Yes, the contrast was palpable.
It was also evident in the ways that I noticed people interacting with one another. Each time people see each other during the day, they greet one another, “Good morning! How are you?” Even if they have seen each other several times, they still formally greet one another before they move on in conversation. This was a challenge for me! I am known to jump right in with “Hey, did you get my email?” For a week, I practiced acknowledging the person in front of me instead of the task that he or she could perform for me. The simple practice of speaking a greeting shifted my perspective. That, plus the fact that I had no real responsibilities, allowed me to see people and listen more carefully than I am typically apt to do.
In fact, I noticed today, here in Michigan, that I was looking at people in the eyes a bit more, listening a little more intently, worrying a little less about getting to the next task on my list. I hope it lasts.

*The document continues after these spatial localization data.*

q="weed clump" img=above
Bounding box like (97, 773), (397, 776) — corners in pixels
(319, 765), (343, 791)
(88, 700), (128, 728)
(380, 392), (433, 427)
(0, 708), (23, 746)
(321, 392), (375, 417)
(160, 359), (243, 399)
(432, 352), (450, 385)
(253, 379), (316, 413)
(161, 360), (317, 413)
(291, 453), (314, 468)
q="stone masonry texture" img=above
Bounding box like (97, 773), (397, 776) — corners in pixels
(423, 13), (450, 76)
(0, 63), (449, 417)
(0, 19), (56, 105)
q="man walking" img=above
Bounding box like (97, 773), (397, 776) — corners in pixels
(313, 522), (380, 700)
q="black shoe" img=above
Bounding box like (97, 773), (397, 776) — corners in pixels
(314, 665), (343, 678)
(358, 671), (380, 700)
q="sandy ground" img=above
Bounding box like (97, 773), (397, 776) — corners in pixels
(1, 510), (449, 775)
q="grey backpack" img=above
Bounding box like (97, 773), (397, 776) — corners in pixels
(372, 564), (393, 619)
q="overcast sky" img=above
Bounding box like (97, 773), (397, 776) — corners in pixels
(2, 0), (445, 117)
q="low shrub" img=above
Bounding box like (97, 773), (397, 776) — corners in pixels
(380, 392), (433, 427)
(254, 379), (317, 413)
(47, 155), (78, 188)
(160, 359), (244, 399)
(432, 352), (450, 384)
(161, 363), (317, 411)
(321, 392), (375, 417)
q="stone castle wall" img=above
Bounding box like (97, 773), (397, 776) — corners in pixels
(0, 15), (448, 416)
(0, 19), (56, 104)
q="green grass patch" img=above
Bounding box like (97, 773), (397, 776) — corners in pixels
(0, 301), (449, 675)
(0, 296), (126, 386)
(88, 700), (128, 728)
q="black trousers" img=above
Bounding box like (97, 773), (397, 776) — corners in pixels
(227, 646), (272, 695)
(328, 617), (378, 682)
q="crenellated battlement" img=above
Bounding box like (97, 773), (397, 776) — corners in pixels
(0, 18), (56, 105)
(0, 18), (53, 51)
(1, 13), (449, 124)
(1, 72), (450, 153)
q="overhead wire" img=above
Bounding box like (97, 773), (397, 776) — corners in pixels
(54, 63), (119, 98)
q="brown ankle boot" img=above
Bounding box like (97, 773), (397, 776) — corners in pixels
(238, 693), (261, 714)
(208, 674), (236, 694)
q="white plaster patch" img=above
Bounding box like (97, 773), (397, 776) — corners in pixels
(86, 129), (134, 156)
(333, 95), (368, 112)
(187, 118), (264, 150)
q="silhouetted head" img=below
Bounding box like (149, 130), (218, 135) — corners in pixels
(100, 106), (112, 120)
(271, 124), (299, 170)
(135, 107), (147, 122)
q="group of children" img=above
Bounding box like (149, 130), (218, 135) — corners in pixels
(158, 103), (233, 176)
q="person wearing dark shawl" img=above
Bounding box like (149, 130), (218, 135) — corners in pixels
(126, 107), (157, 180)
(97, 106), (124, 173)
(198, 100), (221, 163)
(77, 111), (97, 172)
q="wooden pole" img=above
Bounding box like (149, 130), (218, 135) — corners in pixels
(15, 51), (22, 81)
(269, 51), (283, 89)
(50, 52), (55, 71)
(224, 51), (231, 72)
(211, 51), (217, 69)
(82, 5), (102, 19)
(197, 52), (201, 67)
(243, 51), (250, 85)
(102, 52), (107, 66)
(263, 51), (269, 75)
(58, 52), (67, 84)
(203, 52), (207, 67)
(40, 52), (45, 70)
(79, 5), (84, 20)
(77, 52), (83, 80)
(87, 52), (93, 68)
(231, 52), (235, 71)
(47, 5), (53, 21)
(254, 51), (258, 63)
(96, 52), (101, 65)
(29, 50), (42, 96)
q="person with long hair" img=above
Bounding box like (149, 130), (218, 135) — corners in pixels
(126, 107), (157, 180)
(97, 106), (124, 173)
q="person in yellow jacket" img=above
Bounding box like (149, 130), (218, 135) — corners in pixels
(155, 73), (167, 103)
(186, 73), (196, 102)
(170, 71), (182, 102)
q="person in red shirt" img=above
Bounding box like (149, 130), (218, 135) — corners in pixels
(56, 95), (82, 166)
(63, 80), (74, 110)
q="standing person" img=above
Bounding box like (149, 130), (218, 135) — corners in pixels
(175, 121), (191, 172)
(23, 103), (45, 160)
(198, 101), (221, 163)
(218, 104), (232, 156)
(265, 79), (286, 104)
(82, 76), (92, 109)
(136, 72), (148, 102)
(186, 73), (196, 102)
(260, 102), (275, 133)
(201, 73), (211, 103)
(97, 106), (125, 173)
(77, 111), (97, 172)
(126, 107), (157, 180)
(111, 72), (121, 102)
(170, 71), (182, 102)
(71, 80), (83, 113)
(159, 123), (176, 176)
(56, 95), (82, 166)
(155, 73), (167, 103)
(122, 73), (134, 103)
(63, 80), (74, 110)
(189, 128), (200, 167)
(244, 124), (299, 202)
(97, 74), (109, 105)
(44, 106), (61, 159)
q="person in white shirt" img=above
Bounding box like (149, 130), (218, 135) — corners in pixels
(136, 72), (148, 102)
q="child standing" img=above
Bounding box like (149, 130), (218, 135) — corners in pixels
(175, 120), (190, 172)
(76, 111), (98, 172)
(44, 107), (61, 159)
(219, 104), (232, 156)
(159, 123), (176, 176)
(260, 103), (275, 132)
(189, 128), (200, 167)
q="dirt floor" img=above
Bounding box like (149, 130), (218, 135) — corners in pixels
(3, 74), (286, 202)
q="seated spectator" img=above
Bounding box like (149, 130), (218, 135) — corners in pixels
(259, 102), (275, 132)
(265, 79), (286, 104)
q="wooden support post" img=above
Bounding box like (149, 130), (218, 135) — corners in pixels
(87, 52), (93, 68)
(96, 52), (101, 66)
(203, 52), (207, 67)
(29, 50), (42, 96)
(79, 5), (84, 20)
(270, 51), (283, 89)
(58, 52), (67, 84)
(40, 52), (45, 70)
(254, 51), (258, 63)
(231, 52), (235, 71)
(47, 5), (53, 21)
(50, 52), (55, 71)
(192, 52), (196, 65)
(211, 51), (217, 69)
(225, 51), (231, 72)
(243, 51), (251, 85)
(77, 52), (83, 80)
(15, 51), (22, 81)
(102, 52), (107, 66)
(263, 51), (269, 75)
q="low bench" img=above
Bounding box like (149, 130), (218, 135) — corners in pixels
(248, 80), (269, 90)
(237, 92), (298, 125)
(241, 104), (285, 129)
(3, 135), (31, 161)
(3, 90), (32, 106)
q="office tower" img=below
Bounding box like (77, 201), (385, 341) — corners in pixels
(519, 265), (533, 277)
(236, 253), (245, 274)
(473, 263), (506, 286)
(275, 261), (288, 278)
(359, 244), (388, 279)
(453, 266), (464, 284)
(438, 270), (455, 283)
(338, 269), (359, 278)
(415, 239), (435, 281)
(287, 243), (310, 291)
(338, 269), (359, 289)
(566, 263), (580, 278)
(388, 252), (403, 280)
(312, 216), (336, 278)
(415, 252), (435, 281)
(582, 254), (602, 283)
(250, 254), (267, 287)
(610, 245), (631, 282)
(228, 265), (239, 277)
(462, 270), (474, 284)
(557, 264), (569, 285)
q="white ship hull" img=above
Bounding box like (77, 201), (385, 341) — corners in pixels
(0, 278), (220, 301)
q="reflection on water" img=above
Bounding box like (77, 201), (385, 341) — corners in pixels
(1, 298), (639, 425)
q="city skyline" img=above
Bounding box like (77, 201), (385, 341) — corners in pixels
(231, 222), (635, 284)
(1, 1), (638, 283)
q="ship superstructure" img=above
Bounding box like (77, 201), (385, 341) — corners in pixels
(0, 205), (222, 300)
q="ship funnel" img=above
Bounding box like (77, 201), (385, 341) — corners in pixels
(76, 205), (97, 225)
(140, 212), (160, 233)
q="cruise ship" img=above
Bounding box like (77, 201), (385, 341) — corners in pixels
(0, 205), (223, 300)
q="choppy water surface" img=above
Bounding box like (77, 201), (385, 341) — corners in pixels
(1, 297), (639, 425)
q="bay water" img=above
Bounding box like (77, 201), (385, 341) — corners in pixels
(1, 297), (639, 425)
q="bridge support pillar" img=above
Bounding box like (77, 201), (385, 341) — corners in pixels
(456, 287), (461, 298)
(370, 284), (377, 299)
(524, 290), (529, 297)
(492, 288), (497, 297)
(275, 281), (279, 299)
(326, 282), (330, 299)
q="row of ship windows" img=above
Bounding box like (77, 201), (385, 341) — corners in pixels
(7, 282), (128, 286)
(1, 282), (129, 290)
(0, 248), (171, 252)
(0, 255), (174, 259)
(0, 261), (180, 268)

The third difference I will note today is the energetic spirit I saw in the people of South Africa — particularly the black South Africans. Apartheid ended a number of years ago, but the differences and division between whites and blacks could not be more obvious. In one week’s time I noticed that black South Africans have less — less status, less power, less money, and less opportunity than the white South Africans. Yet they do not seem defeated. Their spirit propels them to walk great distances along red clay paths — rain or shine — to work and to school. They sit up tall in their classrooms, raise their hands high, and open their mouths to sing as they work, whether their tasks are menial or meaningful. Rather than seeming angry or sad, they exude joy! Their worship was filled with dancing, clapping, and even marching! They smiled, laughed, and played with one another — despite their seeming disadvantage. I was struck by this. I have not experienced the kind of disadvantage that all of them have experienced. I have led a life of plenty. I have not gone one day without food, clothing, or shelter in my fifty years of life. I have had every opportunity for education, employment, and entertainment that I have ever desired. Yet I am often discouraged, stressed, and even angry about what I don’t have.
So, you know what’s coming, don’t you? I opened my Bible study today and turned to the reading in Psalm 37. (I really can’t make this stuff up.) When I read the words, “Delight yourself in the Lord and He will give you the desires of your heart,” I pictured my new South African friends smiling, clapping, and dancing — delighting themselves in the Lord. They are happy and celebrating the fact that they have Him, regardless of the things that they don’t have.
I can learn a lot from these people. I think I have begun to.
Psalm 37: 23-24
The steps of a man are established by the Lord, when he delights in his way;
though he fall, he shall not be cast headlong.